Я стою, не двигаясь, сжав челюсти, и думаю про себя: «Самое ужасное не в этом. Почему это я молод?»
Я жду.
И вот наступает ночь, и мы идем за ними туда, где они их бросили. Матери, братья, сыновья — все помогают, заворачивают их в простыни; но когда понадобилось нести их, рук не хватило. Останавливаясь и непрестанно меняясь местами, мы шли целыми часами, шли, следуя за духами тьмы. Затем, продвигаясь постепенно от часового к часовому, я наконец прибыл.
— Твой отец…
— Что мой отец?
— Он не хотел. Он говорил: никакого шума.
— Но…
— Сейчас посмотрим, подожди немного.
— Чего ждать? Мне никто не нужен!
— А мать?
— Она сказала: «Почему ты нас не любишь?»
— Она? Ясно.
— Так чего же ждать?
Помолчав немного, я продолжаю:
— Поймите меня. Она сказала: «Почему ты нас не любишь?»
— Ладно, ступай.
Я вышел на волю из закопченной пещеры, и с небес спустились земля и уснувшие поля. Эти забытые вершины, где я вновь очутился, вдруг оживают: они движутся, раскачиваются, распрямляются, следуя бесхитростному, свободному ритму, и вряд ли можно испытать где-то еще такое ощущение полнейшего покоя. Я догадываюсь: это море связывает невидимой нитью Нафису со мной.
Я ухожу, вопрошая ночной сумрак, потревоженный шумом моих шагов. И чем дальше я иду навстречу невидимым просторам, тем явственнее проступает образ Нафисы. Последний мой шанс.
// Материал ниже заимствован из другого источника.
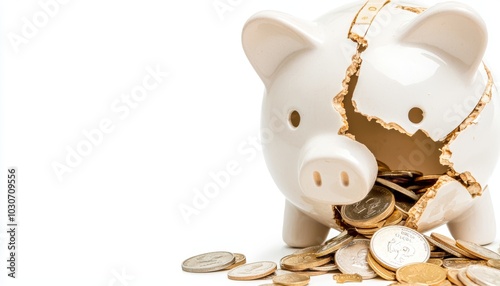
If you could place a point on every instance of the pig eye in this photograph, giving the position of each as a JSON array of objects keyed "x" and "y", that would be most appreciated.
[
  {"x": 294, "y": 118},
  {"x": 416, "y": 115}
]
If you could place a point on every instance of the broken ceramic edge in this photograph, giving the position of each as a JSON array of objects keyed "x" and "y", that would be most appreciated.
[
  {"x": 466, "y": 179},
  {"x": 416, "y": 10},
  {"x": 415, "y": 213}
]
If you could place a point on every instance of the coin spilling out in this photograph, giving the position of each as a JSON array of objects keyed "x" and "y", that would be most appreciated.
[
  {"x": 483, "y": 275},
  {"x": 423, "y": 273},
  {"x": 396, "y": 246},
  {"x": 352, "y": 259},
  {"x": 374, "y": 243},
  {"x": 252, "y": 271},
  {"x": 208, "y": 262},
  {"x": 343, "y": 278},
  {"x": 292, "y": 279},
  {"x": 379, "y": 208}
]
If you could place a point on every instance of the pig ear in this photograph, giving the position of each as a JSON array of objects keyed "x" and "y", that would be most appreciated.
[
  {"x": 451, "y": 28},
  {"x": 270, "y": 38}
]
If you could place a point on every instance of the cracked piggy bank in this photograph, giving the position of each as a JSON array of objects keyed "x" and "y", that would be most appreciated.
[{"x": 378, "y": 82}]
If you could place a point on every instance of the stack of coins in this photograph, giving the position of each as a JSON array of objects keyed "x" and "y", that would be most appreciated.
[
  {"x": 375, "y": 243},
  {"x": 394, "y": 253},
  {"x": 388, "y": 203}
]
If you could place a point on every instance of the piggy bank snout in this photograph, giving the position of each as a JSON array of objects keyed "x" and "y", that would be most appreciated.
[{"x": 336, "y": 170}]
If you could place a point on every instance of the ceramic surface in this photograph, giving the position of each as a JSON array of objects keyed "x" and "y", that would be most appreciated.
[{"x": 381, "y": 81}]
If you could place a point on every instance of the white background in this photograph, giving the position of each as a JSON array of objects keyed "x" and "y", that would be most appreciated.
[{"x": 113, "y": 218}]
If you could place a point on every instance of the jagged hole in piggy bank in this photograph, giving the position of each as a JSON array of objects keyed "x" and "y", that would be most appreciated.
[{"x": 366, "y": 84}]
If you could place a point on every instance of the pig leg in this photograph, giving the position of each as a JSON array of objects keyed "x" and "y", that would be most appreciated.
[
  {"x": 477, "y": 224},
  {"x": 300, "y": 230}
]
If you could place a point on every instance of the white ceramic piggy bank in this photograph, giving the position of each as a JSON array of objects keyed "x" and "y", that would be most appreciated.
[{"x": 377, "y": 81}]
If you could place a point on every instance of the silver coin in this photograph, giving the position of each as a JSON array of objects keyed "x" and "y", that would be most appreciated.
[
  {"x": 208, "y": 262},
  {"x": 352, "y": 259},
  {"x": 252, "y": 271},
  {"x": 396, "y": 246},
  {"x": 484, "y": 275}
]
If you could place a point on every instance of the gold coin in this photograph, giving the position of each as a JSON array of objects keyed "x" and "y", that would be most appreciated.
[
  {"x": 367, "y": 231},
  {"x": 239, "y": 259},
  {"x": 375, "y": 207},
  {"x": 404, "y": 206},
  {"x": 298, "y": 262},
  {"x": 460, "y": 263},
  {"x": 437, "y": 261},
  {"x": 252, "y": 271},
  {"x": 343, "y": 278},
  {"x": 438, "y": 254},
  {"x": 326, "y": 268},
  {"x": 310, "y": 249},
  {"x": 477, "y": 250},
  {"x": 450, "y": 244},
  {"x": 398, "y": 188},
  {"x": 381, "y": 271},
  {"x": 462, "y": 276},
  {"x": 292, "y": 279},
  {"x": 452, "y": 275},
  {"x": 394, "y": 218},
  {"x": 334, "y": 244},
  {"x": 425, "y": 273},
  {"x": 495, "y": 263}
]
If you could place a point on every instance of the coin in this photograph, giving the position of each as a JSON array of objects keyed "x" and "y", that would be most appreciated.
[
  {"x": 292, "y": 279},
  {"x": 326, "y": 268},
  {"x": 239, "y": 259},
  {"x": 395, "y": 246},
  {"x": 495, "y": 263},
  {"x": 310, "y": 249},
  {"x": 460, "y": 263},
  {"x": 462, "y": 276},
  {"x": 375, "y": 207},
  {"x": 427, "y": 180},
  {"x": 398, "y": 188},
  {"x": 334, "y": 244},
  {"x": 351, "y": 259},
  {"x": 452, "y": 275},
  {"x": 425, "y": 273},
  {"x": 252, "y": 271},
  {"x": 477, "y": 250},
  {"x": 484, "y": 275},
  {"x": 438, "y": 262},
  {"x": 450, "y": 244},
  {"x": 343, "y": 278},
  {"x": 381, "y": 271},
  {"x": 394, "y": 218},
  {"x": 298, "y": 262},
  {"x": 208, "y": 262}
]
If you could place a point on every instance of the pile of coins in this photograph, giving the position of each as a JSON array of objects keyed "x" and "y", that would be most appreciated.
[
  {"x": 375, "y": 243},
  {"x": 388, "y": 203},
  {"x": 394, "y": 253}
]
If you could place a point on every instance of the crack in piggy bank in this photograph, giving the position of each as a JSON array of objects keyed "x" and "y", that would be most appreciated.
[{"x": 340, "y": 103}]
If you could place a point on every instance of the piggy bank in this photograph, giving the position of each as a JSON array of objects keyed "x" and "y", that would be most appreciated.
[{"x": 377, "y": 82}]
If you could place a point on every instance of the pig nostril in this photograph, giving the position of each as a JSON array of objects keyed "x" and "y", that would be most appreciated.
[
  {"x": 317, "y": 178},
  {"x": 344, "y": 178}
]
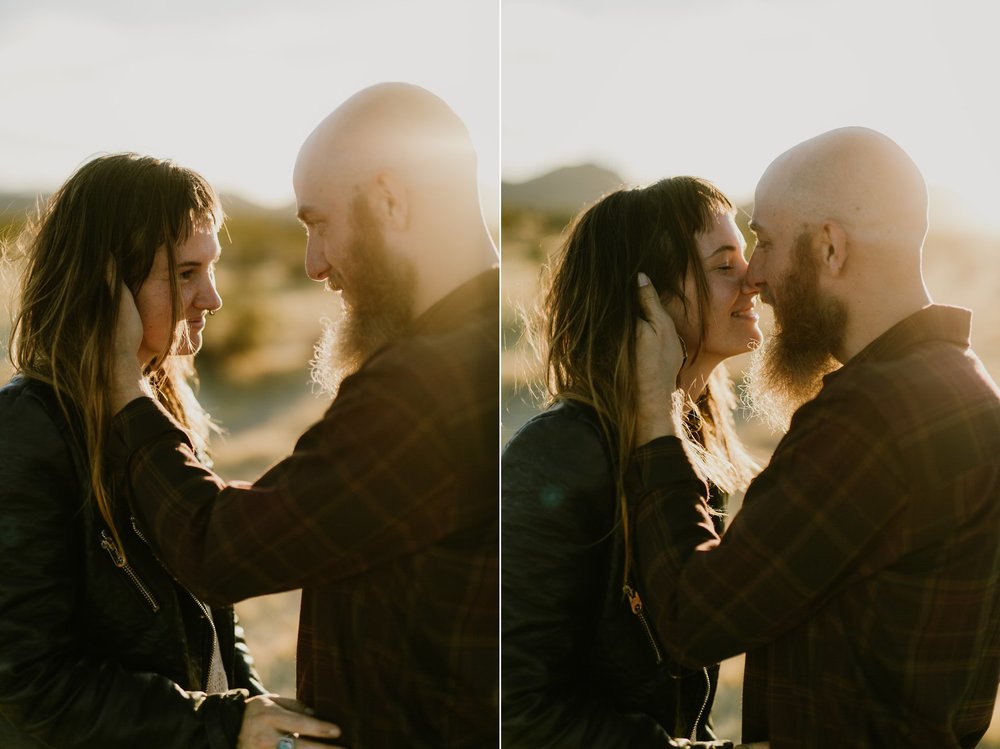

Огорченная моей замкнутостью, мать вздыхала:
— Печальный ребенок.
Потом забывала обо мне. В каком-то смысле ее нельзя было за это винить: жизнь наша протекала привольно среди полей, без всякого принуждения; должно быть, и я был довольно беззаботным ребенком, раз не тяготился окружающей меня пустотой. Живя в постоянном, пускай и невысказанном, страхе увидеть в один прекрасный день мир шиворот-навыворот, я никогда не играл. Один на один выдержать битву — вот что было для меня самым главным. Я упрямо сторонился мирного течения семейной жизни и, отвергая любое общество, скрывался в трудно доступных местах. Исследовав наш полуразрушенный замок, таивший множество укромных уголков, и смирившись с тем, что открывать больше нечего, я понял: столкновения с другими мне все равно не избежать… Вокруг меня в хаотическом беспорядке громоздились неодушевленные предметы, вещи, оказывавшие отчаянное сопротивление при малейшей попытке подчинить их своей воле, но мало того: те, другие, таившие еще большую опасность, преображались в них, не переставая при этом действовать; мне противостояли слова и жесты людей и застывшие, неподвижные лики вещей. Одного желания оказаться вне пределов их досягаемости было явно недостаточно, поэтому я хотел научиться умело прятаться, это стало первейшей моей заботой. Хотя, надо сказать, удовольствия мне это не доставляло: приходилось вести полную превратностей жизнь ради того лишь, чтобы организовать надежную оборону.